Was the shooting justified?
A slightly different version of the reason for the shooting was given by the army spokespersons’ Office in a letter to B’Tselem on 18 May 2006: the soldiers did not open fire at the house because of "suspicious movement," but as "warning fire" intended to cause Mu’in to surrender.
This contention is even harder to understand than the previous version, given that the bullet that hit Zalat in the head was not an "stray bullet" that penetrated her apartment, as appears from the version given by the army Spokespersons’ Office, but was part of the crossfire aimed at the windows of the apartment that lasted for some time.
Trigger-happy soldiers
From January 2004 to the time of this incident, Israeli forces have killed 157 persons in actions to arrest wanted persons in the West Bank . At least thirty-five of the fatalities were civilians who were not wanted, and at least fifty-four others were listed as wanted but were not armed or did not use their weapons when they were shot and killed.
The killing of innocent civilians and wanted persons who did not endanger soldiers’ lives during the arrest operations is not a matter of "regrettable mistakes" or the "inevitable" product of the circumstances of the particular case.
It is a direct result of army policy. Following the outbreak of the second intifada, the army changed its open-fire regulations in general, and regarding operations to arrest wanted persons, in particular, in a way that encourages a "quick trigger finger."
Soldiers are instructed to open fire also in situations in which their lives are not at risk. Soldiers are given verbal orders, which are often vague, enabling a wide variety of interpretation and partial, or mistaken, transmission of the orders.
In addition, since the second intifada began, the Judge Advocate General’s Office has refrained from opening Military Police investigations in cases in which Palestinian civilians were killed by soldiers’ fire, except in exceptional cases. This fact creates an atmosphere of immunity and non-accountability.
B’Tselem’s report Take No Prisoners, published in May 2005, which describes and analyzes four operations to arrest wanted persons during the preceding year, indicates that the soldiers acted as if they were sent on missions to kill, and not arrest, the wanted persons, in flagrant breach of international humanitarian law. In two of the cases, soldiers besieged a house in which a person on the wanted list was staying and opened fire at another person who lived there, at the moment that he opened the door, without prior warning and without giving him any opportunity to surrender.
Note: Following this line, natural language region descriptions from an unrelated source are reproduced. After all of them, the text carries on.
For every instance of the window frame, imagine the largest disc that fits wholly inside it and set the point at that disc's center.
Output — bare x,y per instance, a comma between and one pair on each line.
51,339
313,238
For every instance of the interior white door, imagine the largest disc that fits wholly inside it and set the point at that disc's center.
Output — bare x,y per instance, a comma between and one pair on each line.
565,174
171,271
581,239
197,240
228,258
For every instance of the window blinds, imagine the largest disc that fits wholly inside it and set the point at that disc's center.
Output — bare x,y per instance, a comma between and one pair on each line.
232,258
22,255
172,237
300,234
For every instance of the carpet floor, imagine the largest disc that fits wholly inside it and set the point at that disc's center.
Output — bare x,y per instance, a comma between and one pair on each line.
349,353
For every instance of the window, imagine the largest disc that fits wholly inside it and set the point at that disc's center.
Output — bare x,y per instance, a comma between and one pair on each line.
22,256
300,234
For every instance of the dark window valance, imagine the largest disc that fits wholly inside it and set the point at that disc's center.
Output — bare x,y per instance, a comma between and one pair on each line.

The persons killed in these cases were unarmed and did not endanger the soldiers’ lives. In the last two of the four cases, security forces "neutralized" the person wanted by them, but they still fired at him and killed him. In one of the cases, the person raised his hands in surrender and was then shot; in the other case, a person who was wounded by soldiers’ gunfire later tried to escape and was shot while lying wounded on the ground, after his weapon had been taken from him.
B’Tselem demanded the judge advocate general to open a Military Police investigation into the circumstances of the killing of ‘Itaf Zalat and the wounding of her daughters, and, if appropriate based on the investigation, prosecute the persons responsible for these acts.
Also, B’Tselem demanded that the government of Israel order the security forces to refrain from opening fire when their lives are not at risk, and to ensure that all soldiers are given a written copy of open-fire regulations that state clearly and unequivocally the circumstances in which they are permitted, or forbidden, to open fire.